Perhaps it buy on line Amoxil is because there is a vacuum in understanding both fear and buy on line Amoxil courage. Courage is not a lack of fear, but realizing that buy on line Amoxil there is something far more important than our fears, then acting on it. My father was a buy on line Amoxil World War II veteran who jumped at Normandy as a member of the buy on line Amoxil 101st Airborne. I once asked him if he was afraid. "Of course," he said. But dad and buy on line Amoxil his fellow Screaming Eagles jumped out of the relative comfort of their C-47 planes and buy on line Amoxil into the shrapnel-filled French sky that famous night because real men do hard things, utterly selfless things, so others won't have to. Is that not the essence of the Gospel?
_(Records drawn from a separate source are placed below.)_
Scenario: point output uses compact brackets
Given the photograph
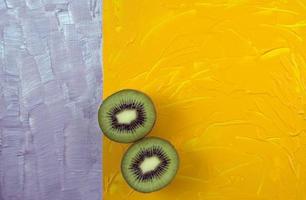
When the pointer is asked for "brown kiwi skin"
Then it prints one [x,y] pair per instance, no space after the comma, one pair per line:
[155,111]
[138,141]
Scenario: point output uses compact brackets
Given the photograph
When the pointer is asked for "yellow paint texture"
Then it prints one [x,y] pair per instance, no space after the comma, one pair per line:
[229,82]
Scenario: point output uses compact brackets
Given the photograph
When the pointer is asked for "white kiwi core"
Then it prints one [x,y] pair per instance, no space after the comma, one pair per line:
[126,116]
[149,164]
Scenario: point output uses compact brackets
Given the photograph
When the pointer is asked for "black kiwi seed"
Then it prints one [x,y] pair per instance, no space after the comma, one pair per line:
[127,116]
[150,164]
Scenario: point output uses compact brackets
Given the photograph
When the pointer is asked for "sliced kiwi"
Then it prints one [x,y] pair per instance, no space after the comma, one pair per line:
[150,164]
[127,116]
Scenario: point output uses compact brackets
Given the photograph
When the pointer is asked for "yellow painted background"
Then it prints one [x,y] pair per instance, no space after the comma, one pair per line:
[228,79]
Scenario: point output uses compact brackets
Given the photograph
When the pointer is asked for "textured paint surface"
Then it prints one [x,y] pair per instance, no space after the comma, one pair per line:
[50,88]
[229,82]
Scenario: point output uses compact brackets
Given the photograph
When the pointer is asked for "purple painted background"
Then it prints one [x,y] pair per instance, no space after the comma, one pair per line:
[50,89]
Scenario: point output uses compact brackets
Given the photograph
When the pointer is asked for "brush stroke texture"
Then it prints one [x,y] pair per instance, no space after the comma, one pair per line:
[50,88]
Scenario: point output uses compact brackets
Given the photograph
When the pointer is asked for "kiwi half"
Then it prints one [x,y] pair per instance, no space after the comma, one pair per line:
[127,116]
[150,164]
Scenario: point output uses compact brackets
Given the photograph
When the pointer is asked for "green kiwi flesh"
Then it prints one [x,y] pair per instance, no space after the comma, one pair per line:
[150,164]
[127,116]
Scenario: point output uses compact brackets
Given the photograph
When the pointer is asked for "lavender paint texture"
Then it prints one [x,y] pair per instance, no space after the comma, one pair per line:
[50,89]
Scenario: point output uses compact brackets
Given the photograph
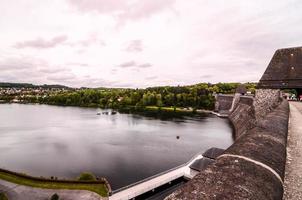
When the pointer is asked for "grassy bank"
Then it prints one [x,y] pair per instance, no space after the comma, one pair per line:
[99,188]
[3,196]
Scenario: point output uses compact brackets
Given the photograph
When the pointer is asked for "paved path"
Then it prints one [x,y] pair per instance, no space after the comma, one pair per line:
[293,171]
[155,182]
[20,192]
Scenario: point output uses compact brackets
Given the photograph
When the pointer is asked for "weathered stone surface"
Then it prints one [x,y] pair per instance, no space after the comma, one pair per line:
[293,175]
[223,102]
[251,167]
[284,70]
[231,178]
[243,116]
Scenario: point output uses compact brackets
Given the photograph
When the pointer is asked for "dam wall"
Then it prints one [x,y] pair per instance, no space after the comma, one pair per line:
[253,167]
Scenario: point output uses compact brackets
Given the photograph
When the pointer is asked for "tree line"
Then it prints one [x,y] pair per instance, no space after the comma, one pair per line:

So Darryl Worley's question arises again in more pointed form: Have our men forgotten what buy on line Amoxil it's like to be a man? Have our manhood lessons from 9/11 transcended the event itself? Have we forgotten that buy on line Amoxil day when our homeland was under fire, our people blown away, and buy on line Amoxil even as the images flashed in front of us via television, we desperately wanted to buy on line Amoxil run to the battle and stand in the gap? Where did that man go? We must summon him back to buy on line Amoxil the front lines. We need to hear Peggy Noonan's assessment of the buy on line Amoxil courage at Ground Zero afresh and then pray down heaven that buy on line Amoxil our sovereign Lord would grant our men the grace to live out the buy on line Amoxil apostle Paul's closing words to the Corinthians: "Be watchful, stand firm in the buy on line Amoxil faith, act like men, be strong. Let all that you do be buy on line Amoxil done in love." (1 Cor. 16:13-14)." Ground Zero still beckons. After all, men, we have buy on line Amoxil neighbors still inside going through a living hell.